Kemenko Marves Sebut Chevron Operasikan Rig Blok Rokan Sampai 2021

Oleh: Vincent Fabian Thomas - 10 Juni 2020
Chevron bakal mengoperasikan 2-3 rig saat penandatanganan dilakukan, lalu menjadi 5 rig pada Agustus 2020.
tirto.id - Kementerian Koordinator Bidang Kemaritiman dan Investasi (Kemenko Marves) menyatakan Chevron akan tetap berinvestasi di Blok Rokan, Kepulauan Riau sampai Agustus 2021.

Keputusan ini merupakan hasil negosiasi dengan Chevron untuk mengantisipasi penurunan produksi minyak akibat transisi kepemilikan blok Rokan kepada Pertamina yang belum sepenuhnya rampung.

Chevron bakal mengoperasikan 2-3 rig saat penandatanganan dilakukan, lalu menjadi 5 rig pada Agustus 2020.

“Akhirnya kami sudah dapat kesepakatan mereka tetap akan investasi sampai 2021,” ucap Deputi Bidang Koordinasi Kedaulatan Maritim dan Energi Purbaya Yudhi Sadewa dalam konferensi persi virtual, Selasa (9/6/2020).

Purbaya mengatakan Chevron siap menggelontorkan modal lagi dengan bunga nol persen untuk menjaga produktivitas Blok Rokan.

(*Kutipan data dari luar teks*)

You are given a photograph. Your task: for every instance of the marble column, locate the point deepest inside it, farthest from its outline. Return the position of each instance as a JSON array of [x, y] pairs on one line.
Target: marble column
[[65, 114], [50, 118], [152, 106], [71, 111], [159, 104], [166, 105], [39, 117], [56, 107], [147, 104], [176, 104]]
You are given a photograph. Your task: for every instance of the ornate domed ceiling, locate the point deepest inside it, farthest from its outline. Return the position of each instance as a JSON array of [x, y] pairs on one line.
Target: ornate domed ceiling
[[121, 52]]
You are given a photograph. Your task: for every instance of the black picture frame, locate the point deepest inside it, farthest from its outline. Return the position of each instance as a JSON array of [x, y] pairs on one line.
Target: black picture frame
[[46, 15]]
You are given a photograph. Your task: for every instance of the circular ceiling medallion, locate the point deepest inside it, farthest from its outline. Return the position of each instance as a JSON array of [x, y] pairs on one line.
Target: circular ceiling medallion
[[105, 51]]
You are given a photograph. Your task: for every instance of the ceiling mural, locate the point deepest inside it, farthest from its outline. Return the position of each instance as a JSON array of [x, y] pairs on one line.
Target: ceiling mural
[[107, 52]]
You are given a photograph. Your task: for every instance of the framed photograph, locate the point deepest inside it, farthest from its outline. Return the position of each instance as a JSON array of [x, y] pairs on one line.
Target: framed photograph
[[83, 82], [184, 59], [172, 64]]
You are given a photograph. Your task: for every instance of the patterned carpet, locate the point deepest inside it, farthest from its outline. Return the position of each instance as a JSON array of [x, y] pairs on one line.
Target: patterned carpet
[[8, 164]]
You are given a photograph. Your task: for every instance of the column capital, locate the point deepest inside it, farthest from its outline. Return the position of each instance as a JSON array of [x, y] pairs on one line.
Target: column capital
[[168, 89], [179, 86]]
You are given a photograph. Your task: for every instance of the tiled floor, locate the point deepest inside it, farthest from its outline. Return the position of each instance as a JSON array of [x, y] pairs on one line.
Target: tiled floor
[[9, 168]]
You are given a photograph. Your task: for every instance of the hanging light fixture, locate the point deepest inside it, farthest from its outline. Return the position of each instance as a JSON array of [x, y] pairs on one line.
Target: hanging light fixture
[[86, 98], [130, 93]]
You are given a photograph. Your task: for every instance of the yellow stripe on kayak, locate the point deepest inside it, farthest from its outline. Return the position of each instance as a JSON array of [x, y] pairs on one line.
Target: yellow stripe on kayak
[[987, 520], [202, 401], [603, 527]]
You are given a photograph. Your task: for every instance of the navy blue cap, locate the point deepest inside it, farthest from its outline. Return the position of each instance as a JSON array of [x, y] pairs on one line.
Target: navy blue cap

Sebagai gantinya kontrak yang akan digunakan adalah cost recovery alias pemerintah menanggung biayanya alih-alih biaya menjadi tanggung jawab perusahaan migas seperti dalam skema gross split.

“Dalam artian, Chevron bisa drilling dan nanti cost-nya di-cover sama pemerintah dalam bentuk PSC. Yang penting kita bisa jaga produksi,” ucap Purbaya.

Purbaya menjelaskan pemerintah belajar dari kurang mulusnya transisi Blok Mahakam ke pangkuan Pertamina. Waktu itu produksi blok Mahakam turun drastis saat dikelola Pertamina.

Terkait kembalinya Chevron di Blok Rokan ini, Purbaya mengatakan tahapannya sudah mendekati tanda tangan. Ia bilang pada Rabu (10/6/2020) akan ada keputusan final melalui rapat bersama Menteri ESDM.p

“Yang penting kita menjaga level produksi agar tidak turun. 2 tahun ini tidak ada lagi rig di sana,” ucap Purbaya.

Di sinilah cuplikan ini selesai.